HyDetect: A Hybrid CPU-GPU Algorithm for Community Detection; Bhowmick and Vadhiyar (2019)

  1. Graph is parititoned for CPU and GPU.
  2. Louvain is independently performed to get psuedo-communities.
  3. Determine doubtful vertices which do not belong to communities formed on a device.
  4. Doubtful vertices are exchanged between the devices.
  5. Executes Louvain algorithm again from subgraph on devices, which includes communities formed earlier and doubtful vertices.
  6. This results in new communities and a new set of doubtful vertices.
  7. Doubtful vertices are exchanged again.
  8. Graph is coarsened to form a reduced graph of new vertices.
  9. Continues until number of communities is small to accomodate on a single device.
  10. Once accomodated, run it on a single device.

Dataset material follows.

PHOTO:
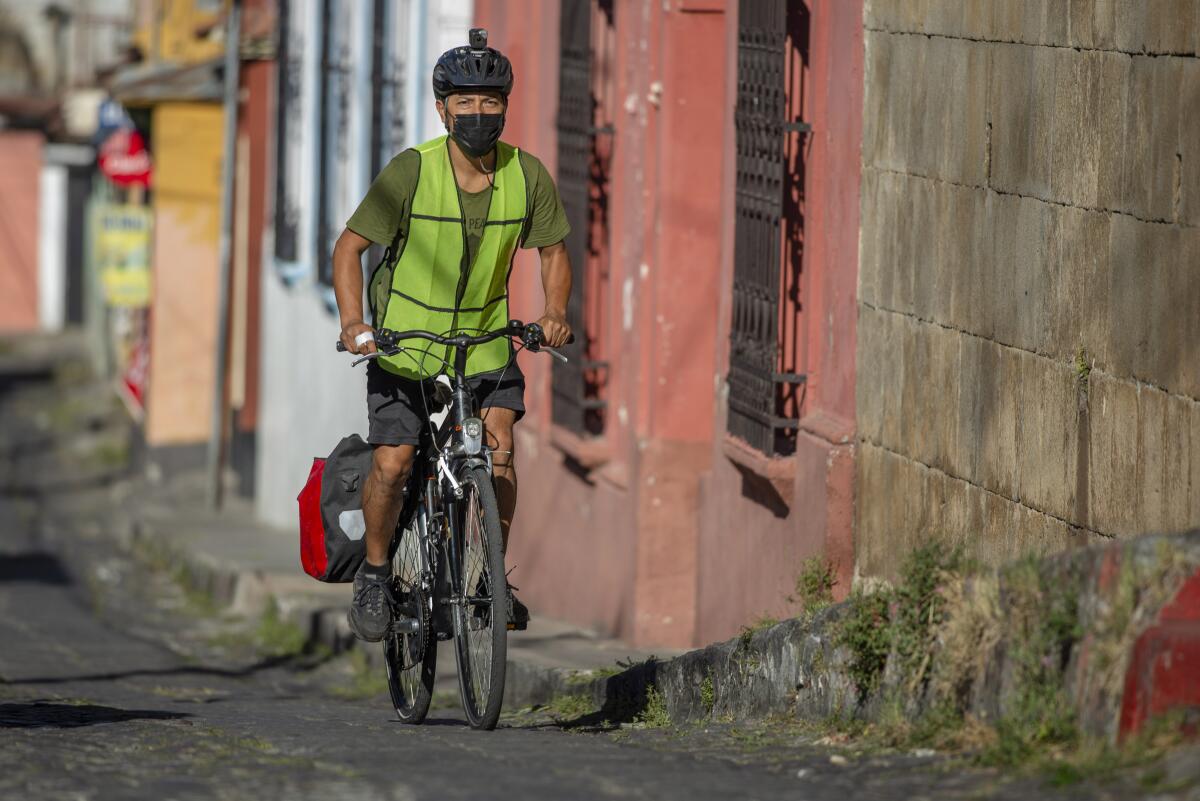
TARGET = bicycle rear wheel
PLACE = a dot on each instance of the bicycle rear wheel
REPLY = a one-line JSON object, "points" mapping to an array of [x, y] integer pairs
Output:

Partitioning is done using METIS.


Discussion
  • Hybrid algorithm gives ~2x speedup over CPU-only, with less than 1% change in modularity.
  • At least 42 - 73% lower runtime than state-of-the-art multicore algorithm (Grappolo).
  • Are doubtful vertices overlapping? Most likely no. In any case, migration time is quite low. The time taken for identifying doubtful vertices is 5 - 25%.
  • Partitioning is based on proportional performance of the two devices, using ratio-based METIS (using induced subgraphs). The partitioning time is around 10 to 50%.
  • On CPU, Lu et al.'s algorithm is used (Grappolo), and on the GPU, Naim et al.'s algorithm is used. CPU used std::map and GPU used thrust, but details of hashtables are not provided (likely same as in the original paper by Naim et al.)
  • The size of graphs used (max) is 2.27B edges.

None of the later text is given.